Thursday, September 25, 2014
I was driving my son to his guitar lesson the other day when I casually asked if he practiced much in the past week. I knew the answer – it was a rhetorical question. I knew the guitar had sat in the exact same spot he left it after his last lesson. I’m not sure what I was expecting to hear.
You see he saved up his money and bought the guitar himself. I told him if he wanted to play guitar he could pay for the guitar, and I would pay for lessons. I thought this would be a good compromise and would encourage him to work at it. I figured by doing this, he would appreciate the value of the instrument and not want to waste his money. I expected him to want to learn how to the play the guitar whole heartedly. But he is 11. And he loves life, sports, being outside on his bike, playing with his friends.

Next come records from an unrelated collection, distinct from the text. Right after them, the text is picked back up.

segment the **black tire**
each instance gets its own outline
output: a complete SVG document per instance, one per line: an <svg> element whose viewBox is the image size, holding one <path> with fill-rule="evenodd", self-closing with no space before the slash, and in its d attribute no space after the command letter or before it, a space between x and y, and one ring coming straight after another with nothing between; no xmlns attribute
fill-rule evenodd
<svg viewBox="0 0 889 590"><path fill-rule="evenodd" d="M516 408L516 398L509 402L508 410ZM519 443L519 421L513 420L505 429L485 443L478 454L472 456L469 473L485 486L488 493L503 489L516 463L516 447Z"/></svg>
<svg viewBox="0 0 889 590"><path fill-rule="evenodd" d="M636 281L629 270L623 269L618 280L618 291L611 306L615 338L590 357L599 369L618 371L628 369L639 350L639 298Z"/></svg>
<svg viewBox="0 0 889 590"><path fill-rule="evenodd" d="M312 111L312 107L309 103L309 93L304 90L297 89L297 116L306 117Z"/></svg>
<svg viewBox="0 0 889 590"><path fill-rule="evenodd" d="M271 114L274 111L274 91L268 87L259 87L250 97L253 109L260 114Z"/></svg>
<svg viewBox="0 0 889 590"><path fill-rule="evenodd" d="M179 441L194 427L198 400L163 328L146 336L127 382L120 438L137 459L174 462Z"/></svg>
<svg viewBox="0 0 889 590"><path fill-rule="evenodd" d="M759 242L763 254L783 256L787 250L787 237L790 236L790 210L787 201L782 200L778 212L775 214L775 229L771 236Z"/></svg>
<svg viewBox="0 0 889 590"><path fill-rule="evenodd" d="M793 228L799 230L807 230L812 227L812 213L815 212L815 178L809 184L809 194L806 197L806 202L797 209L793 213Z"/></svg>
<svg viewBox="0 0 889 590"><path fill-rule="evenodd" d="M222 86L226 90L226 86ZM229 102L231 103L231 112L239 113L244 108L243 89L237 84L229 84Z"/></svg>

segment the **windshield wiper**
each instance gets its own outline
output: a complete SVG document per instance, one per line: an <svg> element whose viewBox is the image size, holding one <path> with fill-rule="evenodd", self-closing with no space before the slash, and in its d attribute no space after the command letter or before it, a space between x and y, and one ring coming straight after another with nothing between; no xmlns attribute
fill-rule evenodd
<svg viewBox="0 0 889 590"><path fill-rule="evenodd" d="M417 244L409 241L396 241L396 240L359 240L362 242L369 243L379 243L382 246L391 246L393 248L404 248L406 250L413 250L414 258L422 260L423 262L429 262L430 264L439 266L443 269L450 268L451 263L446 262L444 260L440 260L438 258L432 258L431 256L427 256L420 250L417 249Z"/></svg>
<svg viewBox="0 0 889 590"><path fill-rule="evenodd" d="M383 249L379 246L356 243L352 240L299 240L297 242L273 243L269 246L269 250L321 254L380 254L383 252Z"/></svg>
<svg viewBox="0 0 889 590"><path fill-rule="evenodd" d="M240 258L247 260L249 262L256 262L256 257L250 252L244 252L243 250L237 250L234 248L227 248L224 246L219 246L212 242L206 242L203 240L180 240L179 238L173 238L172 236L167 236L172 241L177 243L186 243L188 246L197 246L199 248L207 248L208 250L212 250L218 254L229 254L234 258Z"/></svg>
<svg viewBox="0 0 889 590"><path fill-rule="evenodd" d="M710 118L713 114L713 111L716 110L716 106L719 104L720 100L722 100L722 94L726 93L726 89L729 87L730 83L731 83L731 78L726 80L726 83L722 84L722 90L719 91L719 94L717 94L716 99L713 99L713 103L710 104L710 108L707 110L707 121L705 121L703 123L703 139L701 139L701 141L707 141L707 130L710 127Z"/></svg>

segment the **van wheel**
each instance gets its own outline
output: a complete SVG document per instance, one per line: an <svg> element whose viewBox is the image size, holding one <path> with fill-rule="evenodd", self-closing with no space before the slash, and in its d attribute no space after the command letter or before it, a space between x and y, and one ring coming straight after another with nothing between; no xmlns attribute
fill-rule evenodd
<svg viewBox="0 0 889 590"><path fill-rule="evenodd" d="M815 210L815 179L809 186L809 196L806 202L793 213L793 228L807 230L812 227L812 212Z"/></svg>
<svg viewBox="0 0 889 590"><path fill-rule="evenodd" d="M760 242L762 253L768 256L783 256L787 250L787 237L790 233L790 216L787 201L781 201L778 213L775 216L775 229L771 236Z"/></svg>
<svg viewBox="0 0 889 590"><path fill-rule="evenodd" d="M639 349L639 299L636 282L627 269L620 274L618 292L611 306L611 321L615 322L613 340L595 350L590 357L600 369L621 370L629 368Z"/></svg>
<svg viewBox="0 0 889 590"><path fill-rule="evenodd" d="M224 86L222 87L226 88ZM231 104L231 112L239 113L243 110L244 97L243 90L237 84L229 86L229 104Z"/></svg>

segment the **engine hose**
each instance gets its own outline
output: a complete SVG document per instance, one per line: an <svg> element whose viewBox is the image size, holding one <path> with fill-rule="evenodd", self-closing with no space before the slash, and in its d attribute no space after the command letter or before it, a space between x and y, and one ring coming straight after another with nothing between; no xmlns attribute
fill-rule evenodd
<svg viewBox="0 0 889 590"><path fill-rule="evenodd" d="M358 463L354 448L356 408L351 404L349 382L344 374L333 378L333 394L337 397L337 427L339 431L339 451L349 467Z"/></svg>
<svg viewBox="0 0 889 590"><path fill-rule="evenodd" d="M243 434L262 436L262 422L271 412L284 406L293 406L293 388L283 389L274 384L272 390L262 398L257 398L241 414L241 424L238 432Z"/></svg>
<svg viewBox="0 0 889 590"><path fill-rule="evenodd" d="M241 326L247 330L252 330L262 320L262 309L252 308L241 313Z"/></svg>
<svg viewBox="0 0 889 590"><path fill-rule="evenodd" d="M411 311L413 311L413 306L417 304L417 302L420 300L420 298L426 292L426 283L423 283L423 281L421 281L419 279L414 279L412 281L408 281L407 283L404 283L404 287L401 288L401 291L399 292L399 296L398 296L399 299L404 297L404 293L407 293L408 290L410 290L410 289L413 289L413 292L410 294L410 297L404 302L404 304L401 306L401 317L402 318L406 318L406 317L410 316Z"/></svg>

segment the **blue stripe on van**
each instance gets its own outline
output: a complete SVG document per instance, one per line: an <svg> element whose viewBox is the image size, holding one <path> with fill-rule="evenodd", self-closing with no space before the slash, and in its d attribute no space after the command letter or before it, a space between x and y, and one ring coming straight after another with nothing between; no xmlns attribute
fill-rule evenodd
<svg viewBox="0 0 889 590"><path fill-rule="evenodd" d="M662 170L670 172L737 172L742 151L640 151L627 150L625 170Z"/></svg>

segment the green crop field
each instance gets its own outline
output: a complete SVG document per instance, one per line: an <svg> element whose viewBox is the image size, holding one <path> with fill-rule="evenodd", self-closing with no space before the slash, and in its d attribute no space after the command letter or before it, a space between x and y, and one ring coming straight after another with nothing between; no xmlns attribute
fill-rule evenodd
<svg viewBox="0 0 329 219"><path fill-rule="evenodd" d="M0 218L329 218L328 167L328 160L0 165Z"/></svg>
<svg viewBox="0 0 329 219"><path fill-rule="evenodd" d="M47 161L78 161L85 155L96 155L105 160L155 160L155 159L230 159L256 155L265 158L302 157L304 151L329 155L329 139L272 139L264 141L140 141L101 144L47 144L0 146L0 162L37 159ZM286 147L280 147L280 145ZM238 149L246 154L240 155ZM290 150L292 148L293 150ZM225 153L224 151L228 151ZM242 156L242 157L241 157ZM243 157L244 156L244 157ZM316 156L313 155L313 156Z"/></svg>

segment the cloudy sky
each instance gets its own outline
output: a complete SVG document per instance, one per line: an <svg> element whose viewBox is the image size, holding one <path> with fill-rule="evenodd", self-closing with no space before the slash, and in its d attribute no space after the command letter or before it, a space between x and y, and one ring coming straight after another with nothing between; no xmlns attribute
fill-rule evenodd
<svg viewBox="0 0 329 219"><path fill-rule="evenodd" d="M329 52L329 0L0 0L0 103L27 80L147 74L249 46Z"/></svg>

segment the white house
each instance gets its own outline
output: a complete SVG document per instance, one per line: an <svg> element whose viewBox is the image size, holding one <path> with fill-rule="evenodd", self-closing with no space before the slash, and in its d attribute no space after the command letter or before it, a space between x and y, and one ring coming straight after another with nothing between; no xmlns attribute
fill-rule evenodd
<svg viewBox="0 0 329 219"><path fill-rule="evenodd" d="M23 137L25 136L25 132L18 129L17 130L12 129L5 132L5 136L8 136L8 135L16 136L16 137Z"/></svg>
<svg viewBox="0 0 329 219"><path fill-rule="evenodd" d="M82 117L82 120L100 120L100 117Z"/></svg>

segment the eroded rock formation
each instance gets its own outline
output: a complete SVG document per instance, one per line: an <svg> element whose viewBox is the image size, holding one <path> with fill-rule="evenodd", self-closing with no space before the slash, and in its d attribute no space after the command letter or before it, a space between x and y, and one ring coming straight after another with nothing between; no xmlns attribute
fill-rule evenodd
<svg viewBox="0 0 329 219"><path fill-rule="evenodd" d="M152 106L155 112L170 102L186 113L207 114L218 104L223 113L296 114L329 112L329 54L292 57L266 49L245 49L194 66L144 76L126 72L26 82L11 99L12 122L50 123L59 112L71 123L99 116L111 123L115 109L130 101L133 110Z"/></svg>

Not sitting inside playing his guitar.
So it lasted 3 weeks. We are now into week 7. The guitar is left alone, more than it is played - I understand that it is a busy time of year for an eleven-year-old, but is it not always.
I got a little upset about his lack of practicing. And then I asked myself, what was I expecting? Had I voiced my concerns to him? Had we talked the whole thing through? We started guitar lessons in the middle of summer!!! What was I thinking?!?
Expectations are a funny thing aren’t they? It is no different from making “assumptions” (remember; when you assume, you make and Ass out of U and Me). An expression my grade 8 teacher reminded the class of repeatedly! I looked up the word ‘expectation’ in the dictionary it means: a strong belief that something will happen or be the case in the future. A belief that someone will or should achieve something.
And then I read something pretty profound:
When we let expectations rule our lives, we set ourselves up for disappointment. And then we judge ourselves for it!
After thinking about this for a while, I couldn’t help but remember a funny story my parents had shared with me. After their wedding and on their way to the honeymoon destination my father realized there was only one suitcase. Surprised that all of their things could fit into one case he casually mentioned it to my Mom. He had fully expected she was going to pack his things for their week away. Funny how expectations can lead to disappointment….It must have been a great way to start their honeymoon!
It wasn’t too long ago, when I would often think people around me had their own expectations of what they wanted me to do and I didn’t want to disappoint them or myself. So I stayed the course and didn’t do anything that would create too much unwanted attention. However, I found myself struggling internally and constantly judging and feeling disappointed. You see, at the time I thought it would be best if I were a wallflower type. I always worried about how I would be judged if I broke the mold that people had set out for me.
In the last few years, I decided to chart my own course. Break free from the chains of what people expected me to do, and jump in feet first. I have learned (as corny as this sounds) the path of life is similar to that of a river; a constant stream that keeps moving. Sometimes the current is strong and things move fast, other times, it is slow and steady. And then there are times where you just need a break and you lay on the bank for a bit. Dry out and get ready to jump back in.
I have learned that doing something like this requires trust. Trusting that you can do it. Trusting that letting go of the expectations and going with the flow just might bring things to the table you may have never have thought of or even imagined before. Or ever had the guts to do!
We are at the 7 week mark of the guitar lessons, I have to remind myself that I cannot set expectations on a kid who has no idea what I am expecting of him. So last night we sat and chatted about how we were going to move forward and how we can do this so he is prepared and I don’t feel like I am wasting money so he can re-learn the same chords over and over again!